When, in 2001, Wales was suffering from the foot and mouth outbreak, one could have been forgiven for thinking that the Welsh tourism industry would not end up being in a worse state. The coastal areas were relatively unaffected, yet the Welsh inland was virtually deserted for a number of months. However, last year proved to be an even worse experience for the Welsh tourist board than 2001 and this year has so far followed suit.
The incredibly bad financial and reputation results were put down to the weather. However, there may well be other reasons for the rot. Firstly, Wales is becoming a victim of the general trend for Europeans to use budget airlines. Whereas English people, for example, used to take the car to take a cheap break in hilly neighboring Wales, some flight tickets are now actually cheaper than the price of the petrol to Wales. The result – Wales loses out.
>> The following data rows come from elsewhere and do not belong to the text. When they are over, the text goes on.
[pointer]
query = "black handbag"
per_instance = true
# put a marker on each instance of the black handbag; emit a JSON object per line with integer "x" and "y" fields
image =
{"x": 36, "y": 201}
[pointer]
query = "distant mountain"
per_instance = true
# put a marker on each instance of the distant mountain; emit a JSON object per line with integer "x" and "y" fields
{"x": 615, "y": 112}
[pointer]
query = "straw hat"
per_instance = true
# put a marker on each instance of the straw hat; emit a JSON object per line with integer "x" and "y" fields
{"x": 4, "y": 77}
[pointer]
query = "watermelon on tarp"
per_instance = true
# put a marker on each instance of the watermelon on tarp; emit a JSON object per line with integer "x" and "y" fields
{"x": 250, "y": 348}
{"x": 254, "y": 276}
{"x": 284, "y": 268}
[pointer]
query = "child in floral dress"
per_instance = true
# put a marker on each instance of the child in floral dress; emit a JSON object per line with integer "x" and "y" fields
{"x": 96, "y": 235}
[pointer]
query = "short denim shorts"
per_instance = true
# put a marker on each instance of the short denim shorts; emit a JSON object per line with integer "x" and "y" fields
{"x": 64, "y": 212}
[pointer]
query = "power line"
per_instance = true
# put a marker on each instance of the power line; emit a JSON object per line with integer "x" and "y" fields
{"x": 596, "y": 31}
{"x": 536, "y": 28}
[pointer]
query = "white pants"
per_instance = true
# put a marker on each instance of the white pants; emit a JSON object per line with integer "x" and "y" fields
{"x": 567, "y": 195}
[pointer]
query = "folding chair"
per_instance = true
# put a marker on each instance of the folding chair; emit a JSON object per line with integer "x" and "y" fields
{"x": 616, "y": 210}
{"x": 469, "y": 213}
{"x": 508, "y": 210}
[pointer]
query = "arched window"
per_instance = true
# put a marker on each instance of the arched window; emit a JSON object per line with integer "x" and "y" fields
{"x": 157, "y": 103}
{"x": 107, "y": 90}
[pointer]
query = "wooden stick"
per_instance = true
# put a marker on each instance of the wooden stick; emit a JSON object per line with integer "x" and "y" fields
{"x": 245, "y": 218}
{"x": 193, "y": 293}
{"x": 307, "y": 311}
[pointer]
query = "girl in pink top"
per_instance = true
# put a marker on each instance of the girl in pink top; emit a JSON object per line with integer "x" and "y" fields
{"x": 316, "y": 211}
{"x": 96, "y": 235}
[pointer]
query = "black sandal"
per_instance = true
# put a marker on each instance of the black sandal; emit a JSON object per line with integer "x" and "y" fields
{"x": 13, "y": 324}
However, the weather has to take a large chunk of the blame too. Wales does not have an immense amount to offer when the elements are not being favourable. Even this year’s belated good weather is not expected to bring a final crowd of tourists. 43% of tour operators have admitted to dealing with less people than in recent years. 74% of them put the entire blame on the poor weather.
The number of international visits to Wales is dropping by something like 150.000 every year, a fact which is costing Welsh hotels, restaurants and other tourist organizations millions of pounds. Amongst improving advertising campaigns, the most important thing for the Welsh to do is to hope that the weather improves. If the summers in Britain continue in the same vain as in the last few years, there may well be a need for drastic changes.